Su commissione del Comune il Politecnico di Milano e altre università milanesi hanno realizzato un corposo (900 pagine) progetto di fattibilità per la riapertura dei Navigli. Si tratta di uno studio articolato che prevede la riattivazione di 8,8 chilometri di canale dalla Cassina de’ Pomm, ovvero dove oggi la Martesana all’altezza di via Melchiorre Gioia viene interrata, e arriva alla Darsena passando per San Marco e la cechi dei Navigli. «Un percorso che se riaperto rappresenterebbe una gesto di modernità speculare alla chiusura degli Anni Trenta. Anche allora si pensava di andare verso la modernità, ma oggi il vero progresso è pensare a un cambiamento radicale». Così Roberto Biscardini, fondatore dell’associazione Riapire i Navigli, nel presentare il piano di fattibilità in una riunione pubblica che si è tenuta al Pirellone.
TANTO O POCO?
Un progetto che ha un costo ben preciso: 406 milioni di euro tra apertura dei canali e opere accessorie, come ponti pedonali, cambiamenti viari e nuove opere idrauliche (otto conche) per superare i meno di dieci metri di dislivello. È tanto? È caro? Dove si trova tutto quel denaro, e soprattutto, ne vale la pena? Non sono pochi soldi, certo. Però è l’equivalente di molto meno di 5 chilometri di nuova metropolitana. Oppure di 12 chilometri di autostrada (la Brebemi è costata 35 milioni al chilometro). Tutto sta nel valutarne il concreto beneficio per la città. Che di certo non si conta in milioni di euro, ma in vivibilità, bellezza percepita e appeal turistico. Non in altro.

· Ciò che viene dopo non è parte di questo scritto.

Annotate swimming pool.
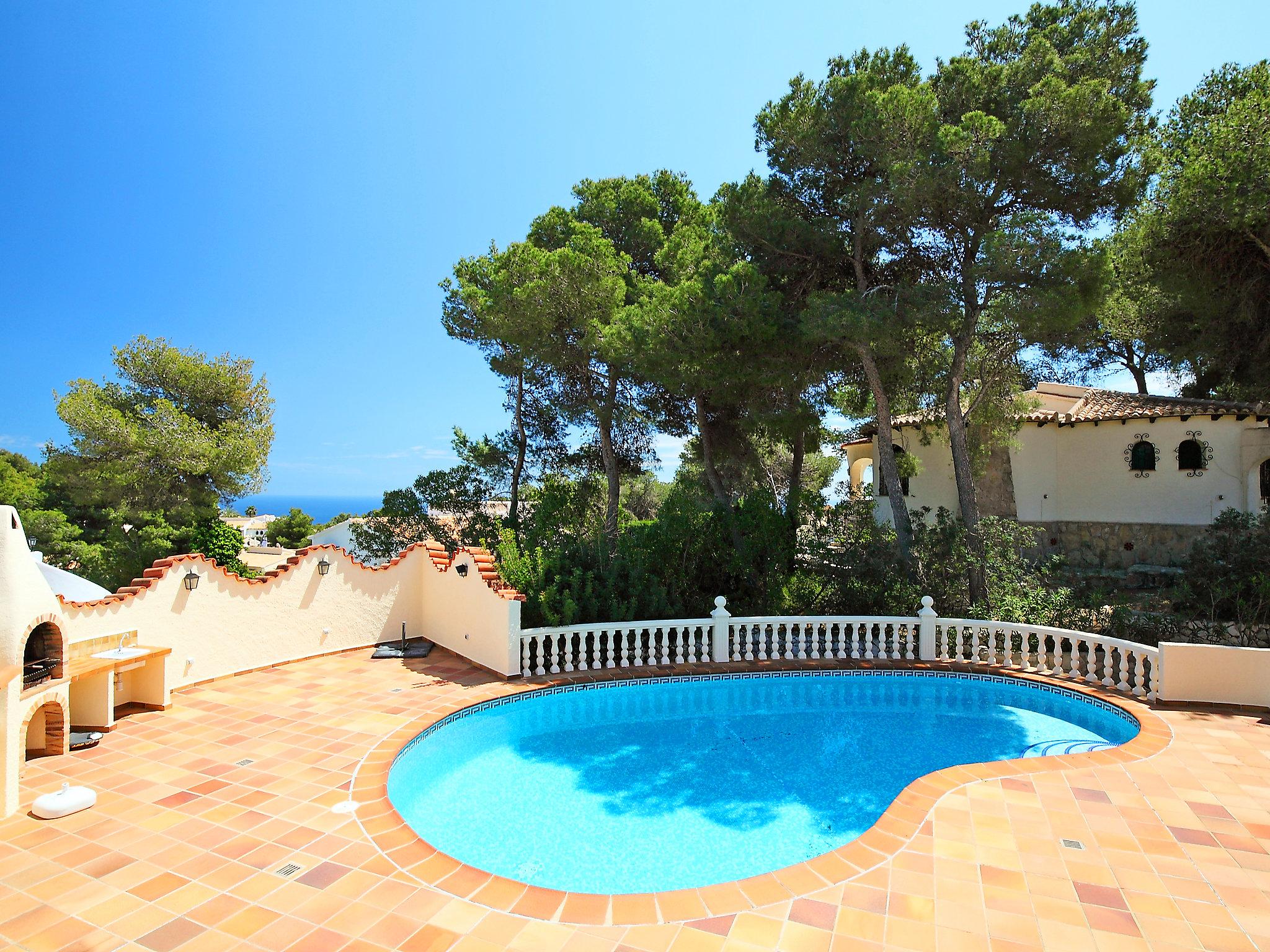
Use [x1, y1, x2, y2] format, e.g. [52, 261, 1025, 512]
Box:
[388, 670, 1138, 894]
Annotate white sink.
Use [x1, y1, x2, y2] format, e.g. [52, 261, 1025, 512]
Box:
[93, 647, 150, 661]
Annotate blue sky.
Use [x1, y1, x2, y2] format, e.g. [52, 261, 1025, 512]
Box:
[0, 0, 1270, 494]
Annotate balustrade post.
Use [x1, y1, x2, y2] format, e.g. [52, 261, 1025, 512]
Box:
[710, 596, 732, 664]
[917, 596, 937, 661]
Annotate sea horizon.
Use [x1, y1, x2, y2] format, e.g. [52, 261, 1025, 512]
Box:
[228, 493, 383, 524]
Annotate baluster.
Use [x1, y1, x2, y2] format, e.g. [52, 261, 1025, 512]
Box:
[1081, 638, 1105, 684]
[1115, 647, 1130, 692]
[1122, 649, 1147, 697]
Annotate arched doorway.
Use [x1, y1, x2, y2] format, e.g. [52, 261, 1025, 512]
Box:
[24, 700, 66, 760]
[851, 456, 874, 499]
[22, 620, 63, 690]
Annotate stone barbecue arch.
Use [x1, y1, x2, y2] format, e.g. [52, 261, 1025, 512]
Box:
[20, 698, 69, 760]
[22, 614, 66, 690]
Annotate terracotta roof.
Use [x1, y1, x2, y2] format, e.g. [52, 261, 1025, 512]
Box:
[859, 383, 1270, 435]
[57, 539, 525, 608]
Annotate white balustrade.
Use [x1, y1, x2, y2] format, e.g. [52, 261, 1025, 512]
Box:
[520, 598, 1160, 698]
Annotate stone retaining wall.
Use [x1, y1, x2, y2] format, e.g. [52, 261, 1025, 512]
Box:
[1024, 522, 1208, 569]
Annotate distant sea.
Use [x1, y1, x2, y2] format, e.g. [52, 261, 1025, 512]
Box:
[230, 493, 383, 524]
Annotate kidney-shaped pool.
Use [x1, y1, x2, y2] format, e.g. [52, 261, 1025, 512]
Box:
[389, 671, 1139, 894]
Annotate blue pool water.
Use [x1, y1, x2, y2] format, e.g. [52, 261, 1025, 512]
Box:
[389, 671, 1138, 892]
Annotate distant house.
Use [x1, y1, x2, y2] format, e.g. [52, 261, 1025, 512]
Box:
[843, 383, 1270, 567]
[221, 515, 278, 549]
[311, 515, 366, 552]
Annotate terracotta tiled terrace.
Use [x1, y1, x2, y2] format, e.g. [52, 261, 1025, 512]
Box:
[0, 649, 1270, 952]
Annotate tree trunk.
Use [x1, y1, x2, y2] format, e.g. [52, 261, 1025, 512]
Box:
[693, 394, 745, 555]
[785, 426, 806, 532]
[596, 368, 623, 555]
[1128, 363, 1147, 394]
[944, 339, 992, 609]
[507, 367, 530, 534]
[693, 394, 732, 508]
[856, 344, 913, 569]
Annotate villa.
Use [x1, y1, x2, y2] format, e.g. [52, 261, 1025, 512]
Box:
[845, 383, 1270, 567]
[221, 515, 278, 549]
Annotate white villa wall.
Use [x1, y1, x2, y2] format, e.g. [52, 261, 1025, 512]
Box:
[63, 549, 424, 688]
[1031, 416, 1247, 526]
[63, 546, 520, 688]
[848, 416, 1270, 526]
[1160, 641, 1270, 707]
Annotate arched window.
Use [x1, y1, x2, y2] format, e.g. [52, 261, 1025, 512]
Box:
[877, 444, 908, 496]
[1177, 430, 1213, 476]
[1124, 433, 1160, 477]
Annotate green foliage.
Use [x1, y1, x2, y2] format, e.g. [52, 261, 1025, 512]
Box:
[352, 464, 502, 558]
[497, 482, 791, 627]
[264, 506, 316, 549]
[1142, 60, 1270, 400]
[778, 498, 926, 614]
[0, 449, 45, 510]
[1173, 509, 1270, 626]
[192, 518, 246, 575]
[50, 337, 273, 524]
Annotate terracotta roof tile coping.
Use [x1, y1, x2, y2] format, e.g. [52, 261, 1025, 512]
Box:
[842, 383, 1270, 447]
[57, 539, 525, 608]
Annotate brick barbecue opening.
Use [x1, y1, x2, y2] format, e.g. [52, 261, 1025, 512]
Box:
[22, 622, 62, 689]
[25, 702, 66, 760]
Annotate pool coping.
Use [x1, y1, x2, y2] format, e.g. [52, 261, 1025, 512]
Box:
[349, 660, 1172, 925]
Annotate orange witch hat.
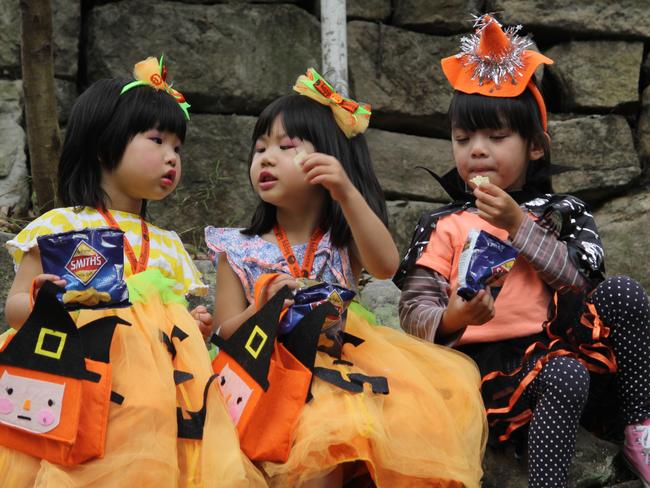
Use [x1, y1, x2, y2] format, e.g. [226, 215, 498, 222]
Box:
[441, 14, 553, 130]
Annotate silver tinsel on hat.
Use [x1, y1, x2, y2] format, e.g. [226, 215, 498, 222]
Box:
[456, 14, 533, 89]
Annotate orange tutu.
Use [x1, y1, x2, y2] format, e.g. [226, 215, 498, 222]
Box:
[0, 270, 266, 488]
[261, 311, 487, 488]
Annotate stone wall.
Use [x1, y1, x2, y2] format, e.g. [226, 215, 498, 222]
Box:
[0, 0, 650, 486]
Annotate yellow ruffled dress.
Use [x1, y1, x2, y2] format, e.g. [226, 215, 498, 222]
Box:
[0, 208, 266, 488]
[206, 227, 487, 488]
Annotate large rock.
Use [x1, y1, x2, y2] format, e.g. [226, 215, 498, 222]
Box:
[0, 80, 29, 215]
[549, 115, 641, 201]
[637, 86, 650, 165]
[594, 186, 650, 293]
[367, 129, 454, 202]
[545, 41, 643, 111]
[0, 0, 81, 79]
[346, 0, 391, 22]
[348, 21, 458, 135]
[150, 115, 257, 250]
[482, 427, 641, 488]
[87, 0, 320, 114]
[485, 0, 650, 39]
[359, 279, 402, 330]
[313, 0, 391, 22]
[393, 0, 482, 34]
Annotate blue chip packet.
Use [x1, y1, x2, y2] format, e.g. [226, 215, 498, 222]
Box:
[36, 227, 130, 310]
[457, 229, 519, 300]
[278, 280, 356, 335]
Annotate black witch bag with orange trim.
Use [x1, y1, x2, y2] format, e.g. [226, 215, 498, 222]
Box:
[0, 282, 130, 465]
[212, 287, 336, 462]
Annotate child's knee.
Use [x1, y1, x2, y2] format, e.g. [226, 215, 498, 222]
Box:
[591, 276, 648, 325]
[541, 357, 590, 406]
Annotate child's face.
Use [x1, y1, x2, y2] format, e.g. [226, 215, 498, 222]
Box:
[250, 117, 320, 207]
[451, 128, 543, 190]
[102, 129, 181, 208]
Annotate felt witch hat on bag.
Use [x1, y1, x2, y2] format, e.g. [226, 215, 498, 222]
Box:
[212, 287, 332, 462]
[441, 14, 553, 130]
[0, 282, 130, 465]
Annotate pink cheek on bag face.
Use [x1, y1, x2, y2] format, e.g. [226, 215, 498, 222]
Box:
[36, 408, 54, 425]
[0, 398, 14, 415]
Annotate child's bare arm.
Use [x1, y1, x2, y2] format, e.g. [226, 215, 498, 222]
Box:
[5, 248, 65, 329]
[214, 254, 255, 339]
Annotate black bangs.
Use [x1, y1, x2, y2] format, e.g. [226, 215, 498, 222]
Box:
[448, 89, 553, 193]
[242, 94, 388, 247]
[251, 94, 349, 158]
[114, 86, 187, 142]
[99, 83, 187, 169]
[58, 78, 187, 212]
[449, 90, 544, 140]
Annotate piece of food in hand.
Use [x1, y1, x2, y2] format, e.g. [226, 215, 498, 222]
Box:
[469, 175, 490, 187]
[293, 149, 307, 169]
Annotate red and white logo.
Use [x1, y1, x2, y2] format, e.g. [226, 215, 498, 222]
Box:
[65, 241, 106, 285]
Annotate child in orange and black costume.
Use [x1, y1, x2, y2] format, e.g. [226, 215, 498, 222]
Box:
[395, 15, 650, 487]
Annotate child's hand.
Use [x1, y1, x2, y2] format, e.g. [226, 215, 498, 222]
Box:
[255, 274, 298, 309]
[440, 285, 494, 335]
[474, 183, 526, 239]
[190, 305, 213, 339]
[302, 153, 355, 202]
[32, 273, 66, 300]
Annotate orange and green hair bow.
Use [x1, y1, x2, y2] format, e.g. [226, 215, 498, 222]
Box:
[293, 68, 372, 139]
[120, 56, 190, 120]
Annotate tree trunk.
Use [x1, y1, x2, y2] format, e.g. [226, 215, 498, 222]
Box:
[320, 0, 350, 97]
[20, 0, 61, 213]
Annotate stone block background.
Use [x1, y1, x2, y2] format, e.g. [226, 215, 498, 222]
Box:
[0, 0, 650, 487]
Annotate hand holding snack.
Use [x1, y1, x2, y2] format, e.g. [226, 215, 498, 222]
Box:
[440, 285, 494, 335]
[474, 183, 526, 238]
[469, 175, 490, 188]
[255, 273, 298, 309]
[37, 227, 130, 310]
[32, 273, 66, 300]
[457, 229, 518, 300]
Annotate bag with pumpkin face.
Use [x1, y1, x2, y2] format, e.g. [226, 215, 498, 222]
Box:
[0, 282, 129, 465]
[212, 287, 333, 462]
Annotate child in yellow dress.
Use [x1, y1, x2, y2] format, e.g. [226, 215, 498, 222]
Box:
[206, 70, 486, 488]
[0, 58, 265, 487]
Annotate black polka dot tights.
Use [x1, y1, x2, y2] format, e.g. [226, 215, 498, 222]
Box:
[521, 276, 650, 488]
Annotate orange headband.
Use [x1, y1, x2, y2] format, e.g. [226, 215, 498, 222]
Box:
[441, 14, 553, 130]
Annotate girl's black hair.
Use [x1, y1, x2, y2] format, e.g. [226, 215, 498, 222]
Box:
[242, 94, 388, 247]
[449, 81, 553, 193]
[58, 78, 187, 217]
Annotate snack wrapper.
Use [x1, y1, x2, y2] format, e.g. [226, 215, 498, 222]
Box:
[457, 229, 518, 300]
[37, 227, 130, 310]
[278, 278, 356, 356]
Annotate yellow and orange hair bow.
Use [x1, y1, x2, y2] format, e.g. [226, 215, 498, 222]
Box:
[293, 68, 372, 139]
[120, 56, 190, 120]
[442, 14, 553, 130]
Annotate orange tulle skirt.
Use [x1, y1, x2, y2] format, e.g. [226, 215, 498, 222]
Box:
[0, 271, 267, 488]
[260, 311, 487, 488]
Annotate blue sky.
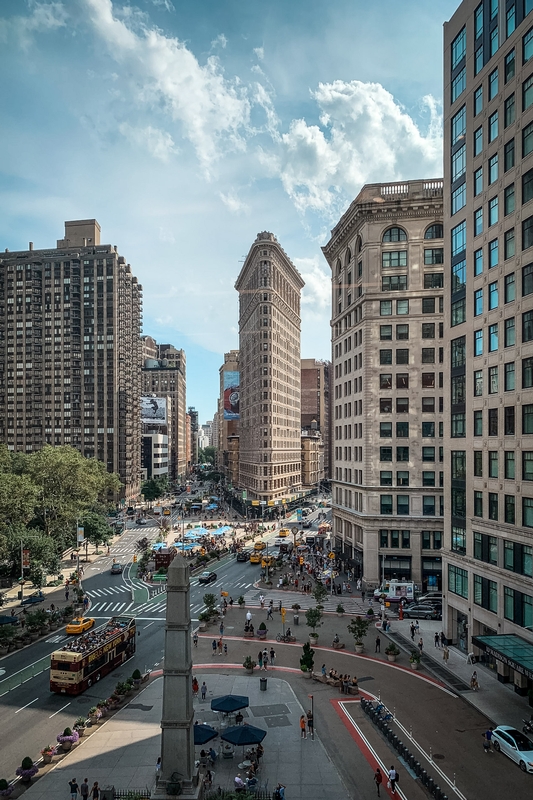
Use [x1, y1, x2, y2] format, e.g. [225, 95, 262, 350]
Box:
[0, 0, 458, 421]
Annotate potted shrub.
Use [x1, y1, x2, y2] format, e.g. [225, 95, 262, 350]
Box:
[409, 650, 420, 669]
[41, 744, 56, 764]
[300, 642, 315, 678]
[305, 608, 322, 645]
[347, 617, 370, 653]
[15, 756, 39, 783]
[257, 622, 267, 639]
[242, 656, 257, 675]
[385, 642, 400, 661]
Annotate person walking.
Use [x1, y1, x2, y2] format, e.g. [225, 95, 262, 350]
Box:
[374, 767, 383, 797]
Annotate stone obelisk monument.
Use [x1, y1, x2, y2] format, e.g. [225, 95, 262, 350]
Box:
[159, 553, 201, 797]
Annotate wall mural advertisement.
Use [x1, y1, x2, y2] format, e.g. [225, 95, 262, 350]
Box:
[224, 371, 241, 419]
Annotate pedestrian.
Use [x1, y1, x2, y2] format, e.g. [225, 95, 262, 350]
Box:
[374, 767, 383, 797]
[387, 766, 400, 794]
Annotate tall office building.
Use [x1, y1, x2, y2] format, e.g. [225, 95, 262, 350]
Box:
[444, 0, 533, 680]
[301, 358, 331, 484]
[0, 219, 142, 498]
[142, 336, 187, 481]
[235, 231, 304, 503]
[323, 180, 444, 588]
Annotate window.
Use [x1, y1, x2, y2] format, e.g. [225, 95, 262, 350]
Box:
[424, 247, 444, 266]
[504, 361, 515, 392]
[504, 450, 515, 481]
[383, 227, 406, 242]
[448, 564, 468, 599]
[522, 75, 533, 111]
[381, 275, 407, 292]
[503, 139, 514, 172]
[522, 122, 533, 158]
[396, 325, 409, 339]
[489, 111, 498, 144]
[381, 250, 407, 269]
[503, 183, 515, 216]
[503, 228, 515, 260]
[452, 67, 464, 103]
[452, 183, 466, 215]
[474, 127, 483, 157]
[489, 67, 498, 102]
[504, 272, 515, 303]
[452, 221, 466, 256]
[489, 197, 498, 228]
[474, 208, 483, 236]
[380, 494, 392, 514]
[504, 49, 516, 83]
[489, 281, 498, 311]
[504, 92, 516, 128]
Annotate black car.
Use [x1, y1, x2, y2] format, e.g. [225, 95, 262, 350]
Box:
[198, 571, 217, 583]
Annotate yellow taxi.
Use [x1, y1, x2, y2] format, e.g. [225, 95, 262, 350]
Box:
[65, 617, 94, 633]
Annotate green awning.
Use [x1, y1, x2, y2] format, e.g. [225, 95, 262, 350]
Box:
[472, 633, 533, 680]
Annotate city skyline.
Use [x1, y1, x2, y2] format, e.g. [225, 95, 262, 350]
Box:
[0, 0, 455, 420]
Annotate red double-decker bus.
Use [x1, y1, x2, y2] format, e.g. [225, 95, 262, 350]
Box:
[50, 617, 135, 695]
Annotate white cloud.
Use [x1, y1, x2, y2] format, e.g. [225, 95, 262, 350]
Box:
[261, 81, 442, 215]
[118, 122, 178, 161]
[84, 0, 250, 173]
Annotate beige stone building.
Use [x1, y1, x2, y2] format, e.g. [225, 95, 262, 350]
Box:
[323, 180, 444, 588]
[235, 232, 304, 503]
[142, 336, 187, 481]
[443, 0, 533, 680]
[0, 219, 142, 499]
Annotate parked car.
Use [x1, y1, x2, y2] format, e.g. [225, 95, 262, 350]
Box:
[198, 571, 217, 584]
[492, 725, 533, 772]
[65, 617, 94, 633]
[403, 603, 441, 619]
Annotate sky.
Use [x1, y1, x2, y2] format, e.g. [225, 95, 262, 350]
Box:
[0, 0, 459, 422]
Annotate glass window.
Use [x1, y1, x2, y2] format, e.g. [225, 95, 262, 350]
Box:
[503, 183, 515, 216]
[503, 272, 516, 303]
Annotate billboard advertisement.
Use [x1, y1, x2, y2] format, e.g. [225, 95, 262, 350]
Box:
[141, 397, 167, 425]
[224, 371, 241, 419]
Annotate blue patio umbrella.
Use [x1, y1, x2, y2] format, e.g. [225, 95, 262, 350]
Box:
[193, 725, 218, 744]
[220, 725, 267, 747]
[211, 694, 250, 714]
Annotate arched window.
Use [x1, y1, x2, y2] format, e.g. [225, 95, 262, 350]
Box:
[383, 228, 407, 242]
[424, 222, 444, 239]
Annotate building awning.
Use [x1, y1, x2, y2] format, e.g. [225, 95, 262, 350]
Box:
[472, 633, 533, 680]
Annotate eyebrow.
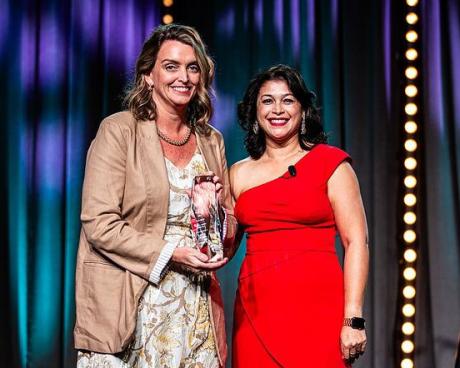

Perché se qualcuno sostiene che riaprire i navigli servirebbe anche ad alleggerire il traffico che si potrebbe spostare sull’acqua, ecco quel qualcuno dice così tanto per dire. Perché dalla Cassina de’ Pomm a Viarenna, in Darsena ci vogliono 2 ore e venti minuti (quaranta in più in salita) e le imbarazione che verrebbero usate potrebbe contenere una dozzina di passeggeri. Per cui l’idea del naviglio come mezzo di trasporto utile non ha né capo né coda.
UN'OTTICA REGIONALE
Ha molto capo invece l’idea di uno sfruttamento turistico dei Navigli in un ottica più ampia, di scala regionale. Il progetto l’apertura del tratto milanese sarebbe fondamentale per mettere in connessione tutto il sistema dei navigli della Lombardia. Collegando la Martesana al Naviglio grande e al Naviglio Pavese con un percorso non solo “fluviale” ma anche ciclabile, si creerebbe una grande infrastruttura leggera capace di mettere in comunicazione il lago di Como e il lago Maggiore con il Po e l’Adriatico. E vantaggi anche economici ce ne sarebbero di sicuro. Come sarebbe comunque economicamente vantaggioso la sostanziale risistemazione delle acque che scorrono sotto Milano, primo tra tutti il torrente Seveso. Tempi? Per oro non ci sono date e nessuno ne fa. Certo è che avere un piano di fattibilità permette di valutare al meglio i costi e le ricadute economiche al momento in cui l’amministrazione cittadina decidesse davvero di mandare avanti le lancette della storia e scoperchiare i navigli.
Info: www.riaprireinavigli.it.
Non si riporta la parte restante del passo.